However, they are rather useful for those who have restricted vision or are blind to identify just where the pavement stops and some other place begins - I believe the knobbles are the size they are in order that they can be positively identified by someone using a 'cane' (or their feet!) before they reach the kerb edge. I think they're also along the edge of many rail platforms now - I seem to recall them at Paddington.
I appreciate that, but as Chris said, thats not much use if you slip over
Bike tyres fit perfectly between the knobbles, so with a bit of decent positioning, they shouldn't be a problem!
THATS the problem - the bit between the knobbles is the slippery stuff! If the knobbles were closer together and less smooth area was there, they would be much less slippery - but perhaps not as much use to partially sighted people.

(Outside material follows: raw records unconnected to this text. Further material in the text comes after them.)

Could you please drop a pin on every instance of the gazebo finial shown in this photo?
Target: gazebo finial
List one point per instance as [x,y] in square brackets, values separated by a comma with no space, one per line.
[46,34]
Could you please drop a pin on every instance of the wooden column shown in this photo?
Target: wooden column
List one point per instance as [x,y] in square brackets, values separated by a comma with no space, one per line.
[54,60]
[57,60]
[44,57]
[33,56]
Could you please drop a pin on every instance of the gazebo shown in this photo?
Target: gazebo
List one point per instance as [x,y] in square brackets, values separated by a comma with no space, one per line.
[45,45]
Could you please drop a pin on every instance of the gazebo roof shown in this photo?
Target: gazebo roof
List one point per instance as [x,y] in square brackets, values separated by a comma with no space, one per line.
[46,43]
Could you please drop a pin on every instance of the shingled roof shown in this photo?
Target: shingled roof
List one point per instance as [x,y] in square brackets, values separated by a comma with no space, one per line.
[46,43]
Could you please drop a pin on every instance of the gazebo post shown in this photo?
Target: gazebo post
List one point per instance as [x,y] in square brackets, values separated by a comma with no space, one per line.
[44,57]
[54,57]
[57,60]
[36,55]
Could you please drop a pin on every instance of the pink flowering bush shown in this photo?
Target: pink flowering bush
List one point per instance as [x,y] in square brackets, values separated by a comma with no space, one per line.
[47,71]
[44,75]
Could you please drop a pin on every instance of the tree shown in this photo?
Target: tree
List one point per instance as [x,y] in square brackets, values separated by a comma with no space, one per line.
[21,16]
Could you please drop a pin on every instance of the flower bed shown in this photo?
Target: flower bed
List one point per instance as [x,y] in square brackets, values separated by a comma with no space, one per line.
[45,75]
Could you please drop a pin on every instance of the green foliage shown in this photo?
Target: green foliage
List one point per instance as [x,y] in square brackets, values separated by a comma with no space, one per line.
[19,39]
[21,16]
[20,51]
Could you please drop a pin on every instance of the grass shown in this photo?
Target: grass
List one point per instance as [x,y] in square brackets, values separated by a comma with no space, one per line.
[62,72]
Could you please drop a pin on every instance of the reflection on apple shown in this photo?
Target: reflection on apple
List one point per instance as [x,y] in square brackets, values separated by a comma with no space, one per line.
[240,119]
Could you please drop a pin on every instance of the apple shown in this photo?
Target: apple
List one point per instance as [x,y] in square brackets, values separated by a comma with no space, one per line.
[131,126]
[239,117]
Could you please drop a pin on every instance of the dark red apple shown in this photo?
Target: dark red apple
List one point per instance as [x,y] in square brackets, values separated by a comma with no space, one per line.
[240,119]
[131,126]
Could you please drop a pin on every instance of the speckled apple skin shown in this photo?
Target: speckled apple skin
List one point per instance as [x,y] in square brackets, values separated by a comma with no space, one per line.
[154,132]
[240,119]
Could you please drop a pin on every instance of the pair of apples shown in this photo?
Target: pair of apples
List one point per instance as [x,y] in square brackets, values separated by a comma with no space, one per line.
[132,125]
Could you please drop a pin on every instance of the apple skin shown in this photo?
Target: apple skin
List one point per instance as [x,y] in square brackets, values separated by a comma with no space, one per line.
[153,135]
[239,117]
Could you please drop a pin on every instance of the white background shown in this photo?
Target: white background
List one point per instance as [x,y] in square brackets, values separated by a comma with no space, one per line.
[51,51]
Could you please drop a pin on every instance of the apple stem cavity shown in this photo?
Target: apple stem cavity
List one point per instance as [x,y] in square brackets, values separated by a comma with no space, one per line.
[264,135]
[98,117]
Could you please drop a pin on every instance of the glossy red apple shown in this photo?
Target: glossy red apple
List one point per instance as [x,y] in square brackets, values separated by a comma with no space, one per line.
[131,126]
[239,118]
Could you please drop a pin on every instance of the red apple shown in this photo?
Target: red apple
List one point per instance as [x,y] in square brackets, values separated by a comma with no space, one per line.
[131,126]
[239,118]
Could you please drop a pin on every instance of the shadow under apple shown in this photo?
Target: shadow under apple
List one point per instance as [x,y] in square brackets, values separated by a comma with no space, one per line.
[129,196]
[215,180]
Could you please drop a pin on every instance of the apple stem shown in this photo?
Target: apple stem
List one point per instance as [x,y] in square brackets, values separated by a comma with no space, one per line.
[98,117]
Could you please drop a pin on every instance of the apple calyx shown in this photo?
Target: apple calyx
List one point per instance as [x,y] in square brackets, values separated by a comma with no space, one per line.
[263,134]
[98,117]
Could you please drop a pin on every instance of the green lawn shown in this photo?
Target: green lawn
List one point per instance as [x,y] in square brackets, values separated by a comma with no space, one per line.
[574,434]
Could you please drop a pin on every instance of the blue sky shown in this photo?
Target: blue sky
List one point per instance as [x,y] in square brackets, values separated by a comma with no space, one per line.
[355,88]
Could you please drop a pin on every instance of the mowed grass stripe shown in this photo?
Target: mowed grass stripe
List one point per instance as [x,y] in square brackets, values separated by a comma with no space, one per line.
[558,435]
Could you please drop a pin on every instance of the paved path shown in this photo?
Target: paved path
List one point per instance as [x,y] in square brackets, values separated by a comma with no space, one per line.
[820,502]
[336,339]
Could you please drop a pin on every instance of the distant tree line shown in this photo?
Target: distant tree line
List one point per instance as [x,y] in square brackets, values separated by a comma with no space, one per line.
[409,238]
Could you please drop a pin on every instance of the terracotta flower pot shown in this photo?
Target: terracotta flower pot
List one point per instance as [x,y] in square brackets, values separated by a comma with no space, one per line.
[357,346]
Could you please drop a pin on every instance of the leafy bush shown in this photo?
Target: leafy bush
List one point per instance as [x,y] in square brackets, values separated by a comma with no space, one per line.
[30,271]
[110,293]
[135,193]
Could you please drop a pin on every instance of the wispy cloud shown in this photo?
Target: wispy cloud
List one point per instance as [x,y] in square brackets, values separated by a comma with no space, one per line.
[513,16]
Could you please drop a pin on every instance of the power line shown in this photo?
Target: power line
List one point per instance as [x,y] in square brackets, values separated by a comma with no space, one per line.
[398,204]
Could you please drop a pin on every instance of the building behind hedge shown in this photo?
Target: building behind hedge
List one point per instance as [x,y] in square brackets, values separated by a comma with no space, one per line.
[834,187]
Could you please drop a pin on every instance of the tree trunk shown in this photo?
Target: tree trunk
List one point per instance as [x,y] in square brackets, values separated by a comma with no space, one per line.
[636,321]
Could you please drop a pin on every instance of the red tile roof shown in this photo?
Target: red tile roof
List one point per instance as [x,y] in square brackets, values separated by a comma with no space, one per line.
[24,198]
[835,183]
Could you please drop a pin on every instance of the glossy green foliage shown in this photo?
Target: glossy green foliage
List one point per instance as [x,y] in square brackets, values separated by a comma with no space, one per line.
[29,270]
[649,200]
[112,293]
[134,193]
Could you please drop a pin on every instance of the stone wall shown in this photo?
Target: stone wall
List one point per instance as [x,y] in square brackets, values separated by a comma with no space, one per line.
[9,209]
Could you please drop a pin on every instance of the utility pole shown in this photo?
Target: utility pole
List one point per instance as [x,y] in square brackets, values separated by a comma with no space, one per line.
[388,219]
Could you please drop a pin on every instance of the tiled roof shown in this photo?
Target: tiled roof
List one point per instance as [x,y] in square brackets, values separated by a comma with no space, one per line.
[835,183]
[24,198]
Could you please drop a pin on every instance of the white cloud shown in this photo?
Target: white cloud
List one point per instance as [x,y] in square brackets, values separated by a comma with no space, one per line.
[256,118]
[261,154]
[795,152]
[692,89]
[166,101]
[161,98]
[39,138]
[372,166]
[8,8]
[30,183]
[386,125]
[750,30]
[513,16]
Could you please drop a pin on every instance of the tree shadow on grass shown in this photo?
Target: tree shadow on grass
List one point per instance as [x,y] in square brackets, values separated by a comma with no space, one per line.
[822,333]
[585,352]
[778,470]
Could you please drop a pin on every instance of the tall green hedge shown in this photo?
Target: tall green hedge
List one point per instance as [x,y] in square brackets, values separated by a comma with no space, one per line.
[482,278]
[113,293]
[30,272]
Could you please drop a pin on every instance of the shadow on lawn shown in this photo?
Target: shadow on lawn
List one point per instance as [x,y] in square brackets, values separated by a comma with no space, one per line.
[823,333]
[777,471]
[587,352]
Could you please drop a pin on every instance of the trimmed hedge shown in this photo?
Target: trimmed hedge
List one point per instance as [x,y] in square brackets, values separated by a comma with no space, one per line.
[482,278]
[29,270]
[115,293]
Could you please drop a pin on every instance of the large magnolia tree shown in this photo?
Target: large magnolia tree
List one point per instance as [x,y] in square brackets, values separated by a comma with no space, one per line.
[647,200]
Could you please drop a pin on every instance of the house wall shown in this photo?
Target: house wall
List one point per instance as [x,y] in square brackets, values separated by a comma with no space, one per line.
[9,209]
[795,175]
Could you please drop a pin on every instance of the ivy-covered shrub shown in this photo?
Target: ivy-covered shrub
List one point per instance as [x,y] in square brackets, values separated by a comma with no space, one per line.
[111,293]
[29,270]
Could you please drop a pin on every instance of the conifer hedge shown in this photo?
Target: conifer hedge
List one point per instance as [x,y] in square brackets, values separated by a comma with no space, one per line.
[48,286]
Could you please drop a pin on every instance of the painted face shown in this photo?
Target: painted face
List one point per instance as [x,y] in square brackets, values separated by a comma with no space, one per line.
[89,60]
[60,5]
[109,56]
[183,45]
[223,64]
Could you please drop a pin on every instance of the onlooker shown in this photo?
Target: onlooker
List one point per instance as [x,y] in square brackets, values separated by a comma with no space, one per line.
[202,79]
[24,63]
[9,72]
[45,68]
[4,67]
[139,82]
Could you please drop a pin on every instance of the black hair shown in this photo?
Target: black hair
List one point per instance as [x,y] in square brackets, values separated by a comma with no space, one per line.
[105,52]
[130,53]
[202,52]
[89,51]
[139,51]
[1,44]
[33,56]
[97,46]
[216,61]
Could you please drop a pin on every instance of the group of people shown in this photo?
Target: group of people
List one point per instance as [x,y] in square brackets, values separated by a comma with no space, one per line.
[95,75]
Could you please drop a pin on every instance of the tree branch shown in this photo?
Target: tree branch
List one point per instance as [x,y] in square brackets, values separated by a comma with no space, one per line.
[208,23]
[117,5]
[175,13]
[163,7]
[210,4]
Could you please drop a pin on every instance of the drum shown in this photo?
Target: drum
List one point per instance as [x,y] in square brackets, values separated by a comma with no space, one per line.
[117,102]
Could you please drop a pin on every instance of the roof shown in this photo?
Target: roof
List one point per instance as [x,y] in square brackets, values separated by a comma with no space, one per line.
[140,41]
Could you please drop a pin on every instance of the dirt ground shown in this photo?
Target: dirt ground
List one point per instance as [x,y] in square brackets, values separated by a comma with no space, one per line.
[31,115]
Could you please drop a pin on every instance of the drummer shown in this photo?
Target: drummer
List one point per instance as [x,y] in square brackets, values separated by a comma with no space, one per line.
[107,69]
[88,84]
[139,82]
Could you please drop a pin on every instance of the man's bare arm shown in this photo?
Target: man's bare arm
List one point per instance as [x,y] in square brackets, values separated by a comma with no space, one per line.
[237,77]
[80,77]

I do agree with the footwear though - some shoes are incredibly slippery on certain surfaces when its wet, yet others seem to be perfectly fine. When I was walking to work a few years ago, I could not cross a particular road - everytime I ventured out I slipped over (it was icy, not wet) - yet all the yoof just walked across. I couldn't fathom out if it was my shoes or the "fear" factor that I had in my head I would break my arm just before Christmas when I went flying! Either way, as soon as I did fall over I retreated home and worked from there instead
I do wear hiking shoes as I walk to and from home<->station<->work and have tried a number of brands, but still find most slippery. I think our rain is too wet, like our snow
(as strangely enough, I didn't slip when walking around snowy Sweden in the same shoes!).